Die Abschaffung der mathematisch-naturwissenschaftlichen Fächer im Lehramtsbereich würde nicht nur die Lehrkapazität auch für die Diplomstudiengänge drastisch verringern, sondern die allseits beklagte nachlässige Orientierung der Schul- und Hochschulpolitik für Naturwissenschaften weiter verstärken. Es wäre ein Widerspruch, sich einerseits über das sinkende Interesse der Schüler/innen an Naturwissenschaften und deren allenfalls mittelmäßige Leistungen zu beklagen, andererseits die Lehramtskapazität um einen ganzen Standort zu verringern.

Die Abschaffung der Lehramtsstudiengänge Deutsch, Französisch, Geschichte und Sozialkunde (auch noch zugunsten von Germanistik als Magister, ein in Berlin überfülltes und wenig mit Berufschancen verbundenes Fach) würde aus gerade genannten Gründen nicht nur die Attraktivität der verbleibenden Fächer verringern, weil dann kaum noch ein Lehramtsstudium zur Gänze an der TU Berlin möglich wäre. Auch die gerade eingeleitete Studienreform der TU Berlin wäre kaum noch realisierbar. Gerade das Wechselspiel zwischen den Ingenieur- und Planungswissenschaften einerseits und den Sozial- und Geisteswissenschaften andererseits macht den Reiz - und die Zukunftsfähigkeit - der neuen TU Berlin aus.

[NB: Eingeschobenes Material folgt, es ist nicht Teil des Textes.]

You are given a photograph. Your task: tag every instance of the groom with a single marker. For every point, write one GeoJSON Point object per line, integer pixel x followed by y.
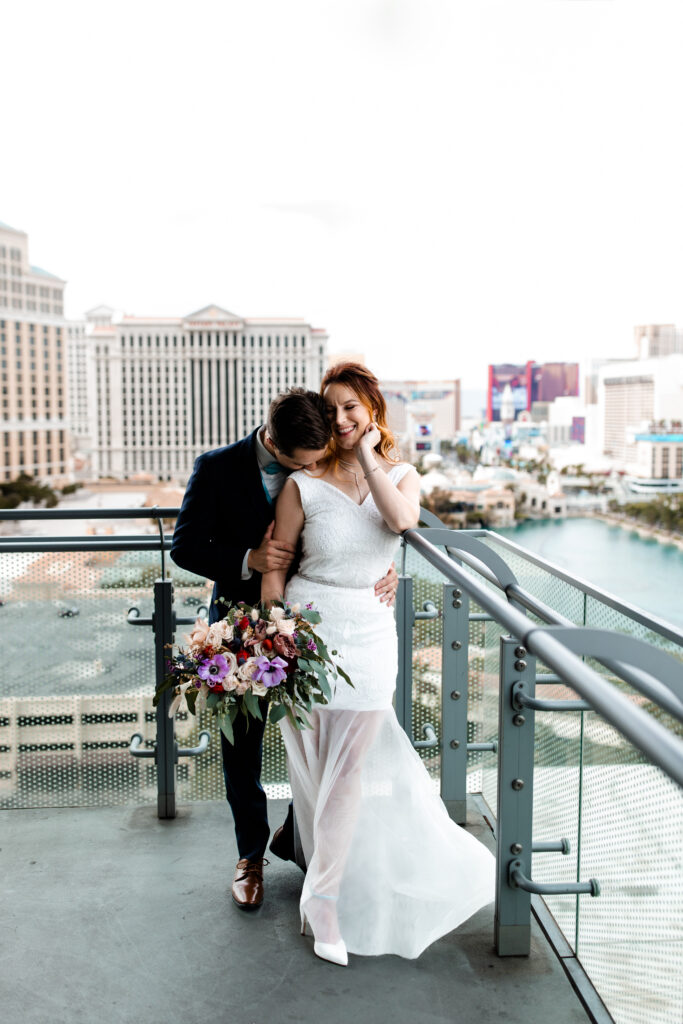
{"type": "Point", "coordinates": [224, 532]}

"Seit Jahren sinkt der deutsche Forschungsetat. Doch beim Sparen sollte man nicht beim Gehirn anfangen."
Prof. Dr. Jürgen Mlynek, künftiger Präsident der Humboldt-Universität
Der Vorschlag, ein mit dem Max-Planck-Institut verbundenes Institut aller Universitäten für die Weiterentwicklung der Fachdidaktiken zu gründen, macht angesichts des gescheiterten FU-Zentralinstituts nur Sinn, wenn es - außerhalb der Lehre und der Betreuung von Praktika - dazu diente, in großem Stil Unterrichtsforschung für die Region durchzuführen. Hier müssten die beiden Länder Berlin und Brandenburg erhebliches eigenes Forschungsgeld investieren, um entsprechende größere Vorhaben, die auf die Lösung regionalspezifischer Problemlagen zielten, zu realisieren.

Der WR beklagt generell die fehlende Abstimmung zwischen den Universitäten, auch im Lehramtsbereich. Er hat offenkundig nicht zur Kenntnis genommen, dass es solche Abstimmungen regelmäßig - durch die zuständigen Vizepräsidenten für Lehrerbildung - gibt, dass schon 1995 die Hochschulen einen kritischen Bericht zur Lehrerbildung Parlament und Senat vorlegten. Seit 1999 arbeiten gemeinsame Kommissionen aus Hochschulen und Senat an Bedarfs- und Ausbildungsfragen der Lehrerbildung. Was fehlt, ist ein stärkerer Professionsbezug in der fachwissenschaftlichen Ausbildung. Was ebenfalls fehlt, ist eine institutionelle Verbindung von Erstausbildung, Referendariat, Fort- und Weiterbildung für praktizierende Lehrer, eine kritische regelmäßige Erörterung der regionalen pädagogischen Probleme und kreative Lösungsfindung.

Da auf die dem WR vorgelegten ausführlichen schriftlichen Darlegungen der TU-Erziehungswissenschaften mit ihren Forschungsprofilen im Gutachten nicht Bezug genommen wird, soll betont werden, dass die künftigen Schwerpunkte der Erziehungswissenschaften, die sowohl für einen eigenständigen Magisterstudiengang als auch für die Studierenden im Lehramt relevant sind, weiterhin als zentral angesehen werden: Bildung in Technik und Naturwissenschaft, Pädagogische Folgen des Wandels von Kindheit und Jugend, Interkulturelle Erziehung, Integrationspädagogik, neue Medien und Technologien bei Lernprozessen, Berufspädagogik und Arbeitslehre, Deutsch als Zweit- und Fremdsprache. Für solch eine integrierte Leitorientierung ist die neue TU Berlin die richtige Ausbildungs- und Forschungsstätte.